Mondiali volley 2014 Serbia-Italia: brutta sconfitta per gli azzurri, che lottano con i serbi ma alla fine soccombono sotto i colpi di Kovacevic e compagni.
Mondiali volley 2014 Serbia-Italia
L’Italia di Mauro Berruto raggiunge con fatica la seconda fase dei Mondiali 2014 in Polonia e, per altro, dovrà affrontare le prossime gare senza Ivan Zaytsev, tornato a Roma per recuperare dall’infortunio alla caviglia destra. Senza il suo Zar, la nazionale italiana è chiamata a fare il salto di qualità e tirare fuori l’orgoglio, perché i punti sono pochi e, per avere una minima speranza di poter accedere alla terza fase, non sono ammessi passi falsi. Dall’altra parte della rete, la Serbia non è una squadra facile da battere: solida, incisiva in attacco, con giocatori in grado di fare la differenza. Uno su tutti, Aleksandar Atanasijevic, il pericolo numero uno per muro e difesa azzurra.
L’Italia scende in campo con Dragan Travica in regia, Luca Vettori opposto, Simone Parodi e Jiri Kovar in banda, Simone Buti e capitan Birarelli al centro, Colaci e Rossini come liberi.
Bruttissimo avvio per gli azzurri: mancano certezze e tranquillità. Vettori non riesce a mettere giù il pallone, anche a causa dell’ottima difesa avversaria, e un malinteso su una free ball mostra quanta tensione ci sia tra gli azzurri. Ottima partenza invece delle Serbia, molto attenta e ordinata, con Atanasijevic che mette a terra palloni determinanti. Kovacevic, nonostante la sofferenza in ricezione, sta facendo quello che vuole a rete, con colpi sempre diversi e insidiosi. Continuano ad esserci incomprensioni nel campo dell‘Italia, mentre la Serbia gioca bene e diverte. E’ un muro imperioso di Marko Podrascanin a chiudere il primo parziale 25-19.
Berruto riparte con lo stesso sestetto. Questa volta l’avvio si gioca sull’equilibrio, ma è di nuovo la Serbia ad allungare, grazie a un Marko Podrascanin che a muro fa la voce grossa e impedisce agli schiacciatori azzurri di giocare in tranquillità. Kovacevic è un giocatore fenomenale e quest’oggi è incontenibile. Il blackout dell’Italia continua, ma i serbi sono fallosi al servizio e ci tengono comunque a galla. Il risveglio degli azzurri riparte dal muro: prima Buti riesce a stampare il centrale avversario, poi Kovar non fa passare Nikic. In questo modo, l’Italia riesce a pareggiare il conto e la Serbia è costretta a chiedere time out. Atanasijevic, però, trascina i suoi compagni nuovamente sul +2. Kovacevic soffre ancora in ricezione sulla battuta di Birarelli e l’Italia si porta sul 24 pari. Finale tirato, ma alla fine Aleksandar Atanasijevic mette giù il punto del 29-27.

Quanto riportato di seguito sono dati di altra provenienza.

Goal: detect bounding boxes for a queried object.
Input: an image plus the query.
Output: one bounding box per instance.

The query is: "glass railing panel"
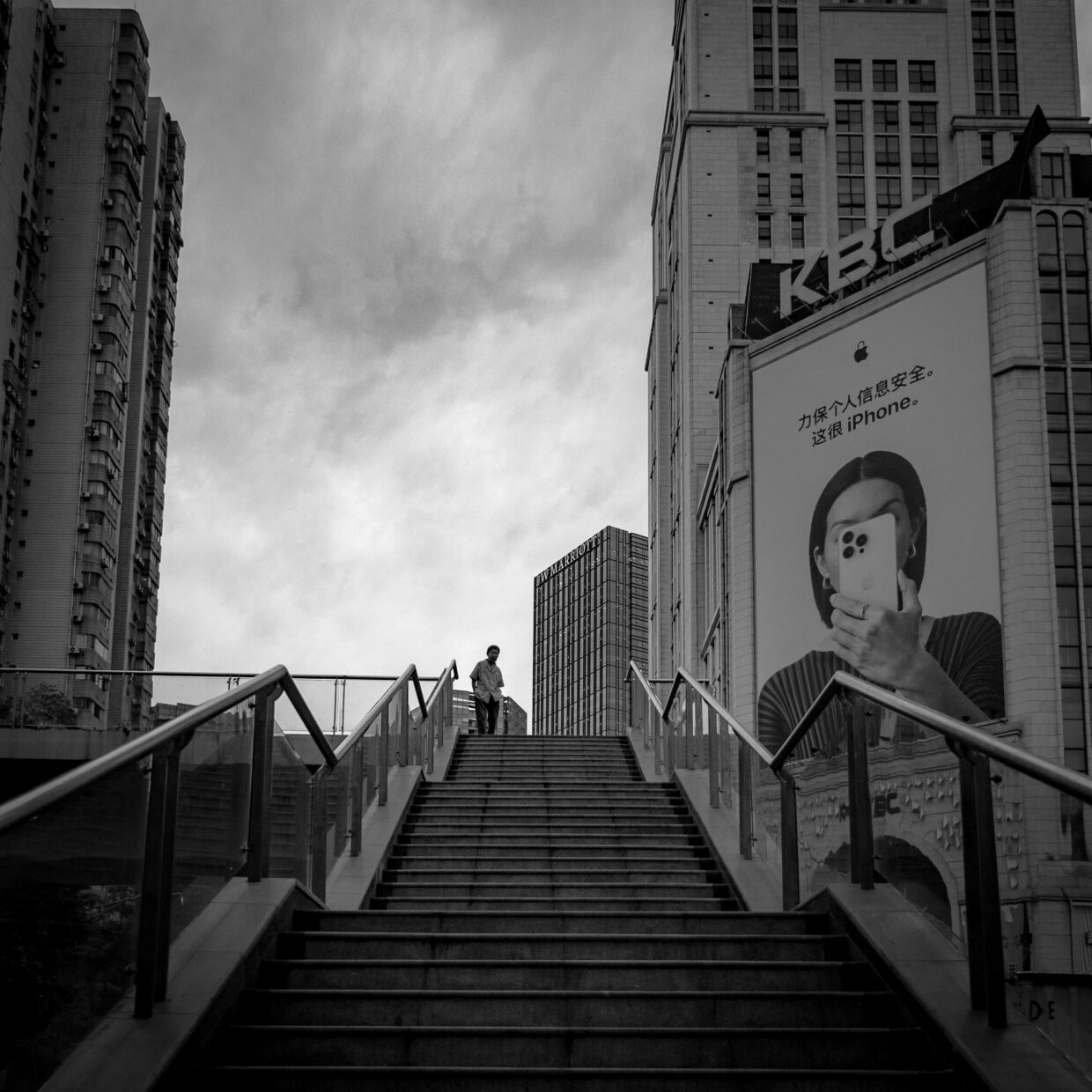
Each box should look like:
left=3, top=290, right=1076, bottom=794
left=170, top=702, right=255, bottom=939
left=865, top=708, right=965, bottom=947
left=991, top=755, right=1092, bottom=1074
left=269, top=725, right=311, bottom=886
left=0, top=764, right=149, bottom=1088
left=322, top=755, right=357, bottom=875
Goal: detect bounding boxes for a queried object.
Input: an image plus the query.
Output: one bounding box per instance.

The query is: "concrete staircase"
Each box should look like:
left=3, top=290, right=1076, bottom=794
left=191, top=737, right=966, bottom=1092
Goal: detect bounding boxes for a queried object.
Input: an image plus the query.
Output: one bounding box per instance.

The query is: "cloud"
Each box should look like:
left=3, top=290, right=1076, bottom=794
left=59, top=0, right=672, bottom=715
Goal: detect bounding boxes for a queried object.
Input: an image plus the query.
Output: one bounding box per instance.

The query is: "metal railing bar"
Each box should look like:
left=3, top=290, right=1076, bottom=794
left=626, top=660, right=672, bottom=718
left=0, top=664, right=285, bottom=832
left=770, top=672, right=1092, bottom=804
left=663, top=668, right=774, bottom=765
left=0, top=668, right=439, bottom=682
left=327, top=664, right=428, bottom=765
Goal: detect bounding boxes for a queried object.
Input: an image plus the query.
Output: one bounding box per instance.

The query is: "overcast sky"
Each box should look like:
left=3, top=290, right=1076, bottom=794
left=53, top=6, right=1092, bottom=719
left=59, top=0, right=673, bottom=718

Inizia male l’Italia: un errore al servizio e una stampata di Podrascanin, che sale a quota 5 muri in questa partita. La Serbia sembra scappare di nuovo, ma gli azzurri restano sempre aggrappati con le unghie al match. Gli errori continuano ad essere molti, ma in difesa ora siamo più ordinati e attenti. Cambio per gli azzurri: entra Filippo Lanza per Parodi. Ancora un finale punto, con errori da entrambe le parti. Con un muro su Kovar, la Serbia chiude i conti sul 25-23.
Nulla da fare per l’Italia, ormai quasi sicura dell’eliminazione. Manca solo l’aritmetica, ma non si può certo sperare in un altro colpo di fortuna. Una squadra spenta, senza grinta, senza voglia, senza cuore.